One Million Unique Global English Words. That’s All?

The website The Global Language Monitor as of December 21st states there are 1,002,116 “Global English Words” in use today. Additionally it says:

  • English passed the 1,000,000 threshold on June 10, 2009 at 10:22 am GMT
  • English gains a new word every 98 minutes (or about 14.7 new words a day)

According to the book One Million Words and Counting by Paul J.J Payback

“In the new world, over 1.35 billion people now speak English. It’s been outsourced to India where 350 million people speak their own variant, Hinglish (fundoo, propone), and to China where 250 million people speak Chinglish (no noising, drinktea). It gets new words virtually every day from every corner of the world and every facet of human existence—from politics (locavore, punditocracy), entertainment (truthiness, brokeback), youth culture (crunk, word!), corporate culture (multitask, scalable), science and technology (quantum, nanotechnology), and the Internet (blogosphere, ROTFLOL).”

Maybe I’m a product of massive amounts of information being generated and consumed by the likes of Facebook, Twitter and other web mediums, but one Million doesn’t seem like that big of a number to me. Furthermore, why is it then that massive amounts of storage keeps getting consumed by databases and other forms of structured data storage like logs, text messages and alike? Obviously the reason is that combinations of these words and numbers are being used in differing patterns and transactional records that represent the unique data items that need to be stored for historical business and compliance purposes. And more likely, many of the more common words are repeatedly used and not visibly unique, much like the mass of penguins illustrated in the photo above.

Traditionally RDBMS’ such as Oracle have been the mechanisms by which discreet data values have been separated into various cells (rows and columns) for easy indexing, retrieval and updatability. What this has meant however is that every value needs it’s own unique storage space and consequently the size (and indexes) of these repositories grow proportionately to the data being loaded into them.

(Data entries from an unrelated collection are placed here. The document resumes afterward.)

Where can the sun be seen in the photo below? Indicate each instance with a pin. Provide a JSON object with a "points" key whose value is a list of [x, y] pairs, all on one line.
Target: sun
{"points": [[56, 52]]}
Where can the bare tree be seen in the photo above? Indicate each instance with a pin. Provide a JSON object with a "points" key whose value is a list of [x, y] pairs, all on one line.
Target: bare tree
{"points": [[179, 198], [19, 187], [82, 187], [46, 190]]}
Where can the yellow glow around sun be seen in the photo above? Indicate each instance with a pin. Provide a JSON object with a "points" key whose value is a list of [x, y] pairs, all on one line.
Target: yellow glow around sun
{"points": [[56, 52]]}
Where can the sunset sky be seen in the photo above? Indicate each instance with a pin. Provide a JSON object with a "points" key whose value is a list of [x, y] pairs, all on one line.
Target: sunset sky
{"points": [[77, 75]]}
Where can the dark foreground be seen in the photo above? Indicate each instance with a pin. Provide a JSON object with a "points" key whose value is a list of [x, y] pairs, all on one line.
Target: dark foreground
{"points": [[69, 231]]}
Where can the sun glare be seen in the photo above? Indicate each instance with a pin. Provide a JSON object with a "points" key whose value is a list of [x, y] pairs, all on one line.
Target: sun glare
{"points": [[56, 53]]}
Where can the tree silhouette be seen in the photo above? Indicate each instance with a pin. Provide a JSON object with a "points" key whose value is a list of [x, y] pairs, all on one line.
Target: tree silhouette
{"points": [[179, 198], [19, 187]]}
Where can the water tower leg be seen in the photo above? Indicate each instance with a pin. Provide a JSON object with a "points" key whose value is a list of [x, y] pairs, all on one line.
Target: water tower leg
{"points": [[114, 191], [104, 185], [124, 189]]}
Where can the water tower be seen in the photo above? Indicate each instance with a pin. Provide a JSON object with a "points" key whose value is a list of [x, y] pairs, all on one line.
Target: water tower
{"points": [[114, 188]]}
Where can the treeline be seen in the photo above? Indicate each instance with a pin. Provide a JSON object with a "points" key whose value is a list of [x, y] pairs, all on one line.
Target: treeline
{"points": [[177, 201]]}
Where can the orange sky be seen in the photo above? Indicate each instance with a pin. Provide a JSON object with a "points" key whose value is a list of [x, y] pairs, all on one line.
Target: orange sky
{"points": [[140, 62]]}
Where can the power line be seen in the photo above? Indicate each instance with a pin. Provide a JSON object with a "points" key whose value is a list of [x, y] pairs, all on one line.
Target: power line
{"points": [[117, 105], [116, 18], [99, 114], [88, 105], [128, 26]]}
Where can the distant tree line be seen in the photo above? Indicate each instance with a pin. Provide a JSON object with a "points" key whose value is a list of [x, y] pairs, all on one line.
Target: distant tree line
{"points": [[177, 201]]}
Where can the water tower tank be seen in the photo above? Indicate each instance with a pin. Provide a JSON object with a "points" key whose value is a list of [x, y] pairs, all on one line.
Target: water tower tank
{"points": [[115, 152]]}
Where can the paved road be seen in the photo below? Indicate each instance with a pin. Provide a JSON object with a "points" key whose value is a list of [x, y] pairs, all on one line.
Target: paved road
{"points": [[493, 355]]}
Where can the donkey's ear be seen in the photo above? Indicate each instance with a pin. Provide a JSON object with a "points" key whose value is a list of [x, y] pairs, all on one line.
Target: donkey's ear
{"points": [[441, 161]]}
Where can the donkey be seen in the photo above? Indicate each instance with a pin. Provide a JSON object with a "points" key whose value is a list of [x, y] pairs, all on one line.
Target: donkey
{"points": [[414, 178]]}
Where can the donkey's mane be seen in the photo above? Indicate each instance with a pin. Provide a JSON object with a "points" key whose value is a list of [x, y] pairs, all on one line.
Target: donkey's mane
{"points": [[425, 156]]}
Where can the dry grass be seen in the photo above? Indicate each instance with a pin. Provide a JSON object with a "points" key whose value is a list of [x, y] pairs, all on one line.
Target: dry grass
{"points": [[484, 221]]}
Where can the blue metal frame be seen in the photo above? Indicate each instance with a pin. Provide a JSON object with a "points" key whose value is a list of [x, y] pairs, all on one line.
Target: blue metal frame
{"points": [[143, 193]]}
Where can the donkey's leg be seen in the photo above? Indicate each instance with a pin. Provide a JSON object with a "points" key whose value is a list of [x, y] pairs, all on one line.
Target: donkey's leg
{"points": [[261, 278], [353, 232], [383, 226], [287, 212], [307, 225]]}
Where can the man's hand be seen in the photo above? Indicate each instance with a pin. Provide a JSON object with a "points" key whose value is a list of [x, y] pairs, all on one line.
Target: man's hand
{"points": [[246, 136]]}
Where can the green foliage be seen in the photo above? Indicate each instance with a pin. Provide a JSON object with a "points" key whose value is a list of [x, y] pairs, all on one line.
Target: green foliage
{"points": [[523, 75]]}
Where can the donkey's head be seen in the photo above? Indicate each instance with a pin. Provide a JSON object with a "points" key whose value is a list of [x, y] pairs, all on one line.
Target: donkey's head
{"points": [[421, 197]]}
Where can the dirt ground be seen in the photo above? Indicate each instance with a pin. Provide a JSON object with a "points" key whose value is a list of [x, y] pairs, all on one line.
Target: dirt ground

With RainStor (disclosure, my current company), a new specialized repository unique data values are stored once and only once. Then referred to through pointers to those values and patterns. It’s a method of storage so efficient that potentially if data being loaded contained those 1M+ unique Global English values, any combination of representative rows thereafter could be added to the repository load without proportionate increases in storage capacity. At this steady state efficiency, you could imagine vast quantities of highly repeated structured data being stored in a fraction of the footprint it would take a regular RDBMS.

Take this simple example where the data below is contrived for the purposes of illustration:

John James buys 200 shares GOOG at 10:00am Dec 21, 2009
John Smith buys 100 shares IBM at 10:00am Dec 22, 2009
Jane Smith buys 100 shares IBM at 11:00am Dec 22, 2009
James Smith buys 200 shares GOOG at 10:00am Dec 22, 2009

Typically this would be stored as 4 records in an RDBMS with columns representing each data type. With RainStor, unique values would have been stored once and only once the first time, and the BOLDED values represents duplicates which do not need to be stored a second time.

John James buys 200 shares GOOG at 10:00am Dec 21, 2009
John Smith buys 100 shares IBM at 10:00am Dec 22, 2009
Jane Smith buys 100 shares IBM at 11:00am Dec 22, 2009
James Smith buys 200 shares GOOG at 10:00am Dec 22, 2009

Obviously this is a contrived condensed example, but such patterns and values are evident in large volumes of transactions such as stock trades, call data records, text messages and even Twitter tweets.

So visually the previous image of thousands of penguins might be simplified dramatically:

With RainStor 1M+ unique Global English Words isn’t that big if it is the total sum amount of actual data that needs to be held, while patterns and variants of records are captured based on combinations of these values. The resulting storage savings means more efficient operating costs and longer guaranteed immutable and compliant retention of business data.